Kur’ân’ın ifadesiyle hayatın kaynağı su ile yetişen ekinler, zeytinlikler, hurma ağaçları, üzüm bağları ve onlar gibi nice bilinen ve bilinmeyen yemişler, hakikat yolcusu mütefekkirin zihin dünyasının mevzularıdır. Yüksek tefekkür, tevhidi gösteren bir delil olarak vardır. Vâhid’le/Ehad’le, yüksek tefekkür fark edilir, bilinir ve anlaşılır. Hâsılı, deliller, işaretler, ayetler, tevhidin hakikatini anlatmaktadır.

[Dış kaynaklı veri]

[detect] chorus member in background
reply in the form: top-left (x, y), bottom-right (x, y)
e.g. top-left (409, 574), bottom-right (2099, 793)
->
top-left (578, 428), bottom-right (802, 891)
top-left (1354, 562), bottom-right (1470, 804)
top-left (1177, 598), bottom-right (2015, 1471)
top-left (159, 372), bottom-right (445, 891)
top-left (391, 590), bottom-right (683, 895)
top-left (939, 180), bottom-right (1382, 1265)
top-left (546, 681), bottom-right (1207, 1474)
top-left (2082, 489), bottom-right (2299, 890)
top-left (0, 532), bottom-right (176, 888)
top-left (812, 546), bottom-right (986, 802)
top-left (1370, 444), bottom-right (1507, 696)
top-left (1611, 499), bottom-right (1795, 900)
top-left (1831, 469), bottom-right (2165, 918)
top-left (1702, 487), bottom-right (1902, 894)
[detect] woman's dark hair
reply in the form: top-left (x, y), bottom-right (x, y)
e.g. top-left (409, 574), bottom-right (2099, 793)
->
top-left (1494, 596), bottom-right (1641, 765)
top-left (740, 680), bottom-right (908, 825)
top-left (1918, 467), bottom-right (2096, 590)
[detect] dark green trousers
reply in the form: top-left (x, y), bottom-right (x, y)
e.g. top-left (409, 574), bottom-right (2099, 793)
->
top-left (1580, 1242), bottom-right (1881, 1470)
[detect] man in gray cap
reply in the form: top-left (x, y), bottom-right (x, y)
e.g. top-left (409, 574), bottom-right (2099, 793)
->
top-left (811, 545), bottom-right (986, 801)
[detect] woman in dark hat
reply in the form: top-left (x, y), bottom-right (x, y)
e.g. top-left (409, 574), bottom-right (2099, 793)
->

Apaçık kanıtlar ve kitaplar, hikmet ve öğütlerle süslenmiş Kur’ân’ın hakikatleridir. Allah’ın kitabî, arazî ve semavî ayetleri, yüksek tefekkürü doğurtan ve dirilten muştulardır.

Yüksek tefekkür, var kılınan bütün âlemlerin sistem, denge ve düzenin mükemmelliğini; yani bir anlamda aşkın kozmik kitabı analitik olarak okur, tahlil eder ve çözümler.

Arının bal yapması için izlediği kâinat ayetleri, Hakk’ın varlığın delilleri olarak tezahür eder. Sistemli düşünen, diyor Kur’ân, kesin olan delili ve ibreti mutlaka görür. Yüksek tefekkür, sistemli ve analitik düşünmeye davet etmektedir.

Tefekkür, sistematik düşünen bir toplumun inşasına çağırmaktadır. Dersler ve ibretler dünyasının şifrelerini çözmek için, ilâhî davet, tüm zamanlar ve mekanlar için geçerliliğini koruyan kutsal bir çağrıyı nida etmektedir. Bunun içinde, sevgi ve merhametin varlığı ise, mutlak bir zorunluluktur. Zira ‘aşkın’ çağrı, mekanik bir yeryüzü sâkinliğini talep etmemektedir. Nihaî hedef, ruhun arınarak dinginliğe ulaşmasıdır. İşte o makam ve mertebede, Hakk’ın rızası, İlâhî rıza vardır.

Kenara çekilerek münzevi bir hal içinde düşünmek, Kutsal Çağrının şartlarındandır. Teker teker yapılan bu tefekkür, etkileyen ve körleştiren tüm önyargılardan kurtulmayı amaçlamaktadır. Hakikatte bu, samimi ve ciddi bir yüksek tefekkür çağrısıdır. Kapsamlı ve derin düşünmek, yaşam ve ölümün sırlarının büyük bir kısmını çözebilir. Hakk’ın izin verdiği ölçüde soruların cevapları verilir, yanıtı olmayan sorular çözüm için geleceğin gündemine terk edilir.

Soruların cevaplarının peşine düşen insan, yüksek tefekkür sayesinde, dersler ve ibretler ummanında arayışına devam eder. Nihayetinde yaptığı keşif, incilerini bulmaya güç yetirecek kabiliyet ve yeteneğe -ilahî bir hediye olarak- sahip olduğunu fark ettirir. Yani, kendisini bilir ve tanır. Gökler ve yer, lütuflar ve ikramlar dünyasının hazineleri olarak keşfedilmeyi beklemektedir. Ama dağlar, üzerine inen yerkürenin hazinleri olan kâinat Kitab’ını taşımaya talip olmadılar, kaçındılar.

Yüksek tefekkür sahibi erdemli insan, misallerin en güzelini el-Kitap’ta bulmaktadır. Yeter ki, en yüce iyiliği gerçekleştirecek kutsal gayenin şuurunda olsun.